The execution results:
matrix size | execution time (cycles) | relative execution time |
---|---|---|
100x100 | 459 | 62.62% |
300x300 | 11773 | 54.80% |
500x500 | 56441 | 55.55% |
1000x1000 | 480246 | 56.93% |
2000x2000 | 4164429 | 16.15% |
3000x3000 | 14001852 | 12.99% |
From the results, it can be found that execution time does not differ a lot for small matrices, but as matrices become bigger the difference grows significantly, that is why the optimizations are worth implementing.
I run all examples on the machine with Intel Core i7-10700K processor and 3000 MHz DDR4 memory on Ubuntu 20.04 with gcc 9.3.0.
I’d uploaded the code I’d used into GitHub repo, so anyone can run it and measure an execution time on the different hardware.

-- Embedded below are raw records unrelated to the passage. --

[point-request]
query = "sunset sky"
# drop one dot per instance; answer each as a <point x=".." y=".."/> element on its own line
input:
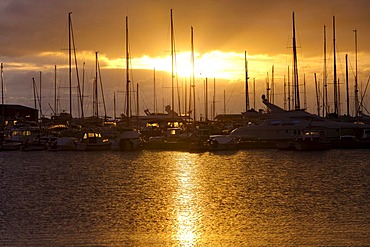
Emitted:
<point x="34" y="38"/>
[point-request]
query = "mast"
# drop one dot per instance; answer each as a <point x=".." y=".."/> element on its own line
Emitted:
<point x="114" y="106"/>
<point x="172" y="67"/>
<point x="34" y="92"/>
<point x="137" y="101"/>
<point x="325" y="79"/>
<point x="55" y="90"/>
<point x="357" y="107"/>
<point x="289" y="98"/>
<point x="214" y="99"/>
<point x="40" y="98"/>
<point x="317" y="96"/>
<point x="224" y="102"/>
<point x="70" y="61"/>
<point x="206" y="99"/>
<point x="347" y="88"/>
<point x="246" y="82"/>
<point x="2" y="96"/>
<point x="96" y="99"/>
<point x="127" y="75"/>
<point x="83" y="87"/>
<point x="285" y="96"/>
<point x="335" y="71"/>
<point x="193" y="71"/>
<point x="297" y="104"/>
<point x="305" y="92"/>
<point x="272" y="94"/>
<point x="254" y="93"/>
<point x="154" y="94"/>
<point x="102" y="91"/>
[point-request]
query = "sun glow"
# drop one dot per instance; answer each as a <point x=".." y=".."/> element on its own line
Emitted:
<point x="188" y="216"/>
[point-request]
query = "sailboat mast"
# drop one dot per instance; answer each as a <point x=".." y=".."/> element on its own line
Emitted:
<point x="114" y="106"/>
<point x="335" y="71"/>
<point x="2" y="96"/>
<point x="127" y="74"/>
<point x="172" y="67"/>
<point x="34" y="92"/>
<point x="325" y="79"/>
<point x="289" y="94"/>
<point x="214" y="99"/>
<point x="347" y="87"/>
<point x="55" y="90"/>
<point x="206" y="99"/>
<point x="40" y="97"/>
<point x="154" y="94"/>
<point x="193" y="71"/>
<point x="272" y="85"/>
<point x="96" y="86"/>
<point x="356" y="78"/>
<point x="246" y="82"/>
<point x="70" y="61"/>
<point x="297" y="104"/>
<point x="317" y="97"/>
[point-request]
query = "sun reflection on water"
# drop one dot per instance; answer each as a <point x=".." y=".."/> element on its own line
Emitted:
<point x="187" y="213"/>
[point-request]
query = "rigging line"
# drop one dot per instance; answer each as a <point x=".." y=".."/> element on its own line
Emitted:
<point x="102" y="91"/>
<point x="77" y="74"/>
<point x="363" y="95"/>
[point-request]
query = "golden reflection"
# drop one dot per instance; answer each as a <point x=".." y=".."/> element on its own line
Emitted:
<point x="187" y="213"/>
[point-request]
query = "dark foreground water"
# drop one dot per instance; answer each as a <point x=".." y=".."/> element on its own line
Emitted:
<point x="244" y="198"/>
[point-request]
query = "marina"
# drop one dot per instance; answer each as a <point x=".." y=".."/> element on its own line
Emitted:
<point x="196" y="123"/>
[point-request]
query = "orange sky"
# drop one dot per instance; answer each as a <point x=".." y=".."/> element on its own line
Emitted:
<point x="34" y="36"/>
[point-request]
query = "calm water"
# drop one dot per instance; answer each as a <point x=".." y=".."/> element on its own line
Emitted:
<point x="244" y="198"/>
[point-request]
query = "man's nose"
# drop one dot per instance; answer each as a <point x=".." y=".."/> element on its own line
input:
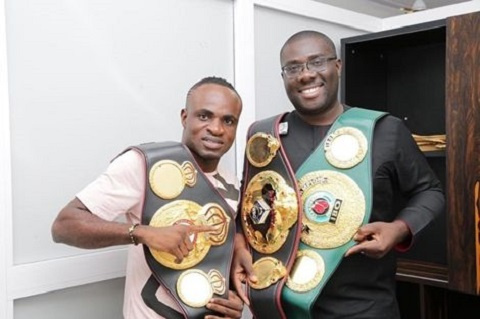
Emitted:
<point x="216" y="127"/>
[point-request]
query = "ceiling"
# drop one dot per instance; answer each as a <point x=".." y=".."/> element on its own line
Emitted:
<point x="386" y="8"/>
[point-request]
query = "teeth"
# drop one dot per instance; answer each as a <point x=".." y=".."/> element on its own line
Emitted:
<point x="310" y="90"/>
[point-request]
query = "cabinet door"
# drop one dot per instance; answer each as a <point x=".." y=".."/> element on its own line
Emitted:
<point x="463" y="152"/>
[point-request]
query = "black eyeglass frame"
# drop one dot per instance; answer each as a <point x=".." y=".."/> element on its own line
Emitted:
<point x="307" y="65"/>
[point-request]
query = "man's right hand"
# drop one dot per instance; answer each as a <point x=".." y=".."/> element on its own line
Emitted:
<point x="175" y="240"/>
<point x="242" y="267"/>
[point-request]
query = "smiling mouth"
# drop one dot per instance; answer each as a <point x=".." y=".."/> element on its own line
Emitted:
<point x="311" y="92"/>
<point x="212" y="142"/>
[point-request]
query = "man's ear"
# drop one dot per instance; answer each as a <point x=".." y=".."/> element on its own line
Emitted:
<point x="183" y="116"/>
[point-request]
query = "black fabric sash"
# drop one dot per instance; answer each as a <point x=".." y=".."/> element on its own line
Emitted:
<point x="203" y="192"/>
<point x="266" y="303"/>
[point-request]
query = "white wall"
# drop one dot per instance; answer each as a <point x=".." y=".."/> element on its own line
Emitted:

Concluding, writing the code considering cache locality can increase the performance dramatically, but sometimes it can make the program harder to read and understand. As Donald Knuth had written in The Art of Computer Programming: “Premature optimization is the root of all evil”, so make such performance tuning if only it’s required.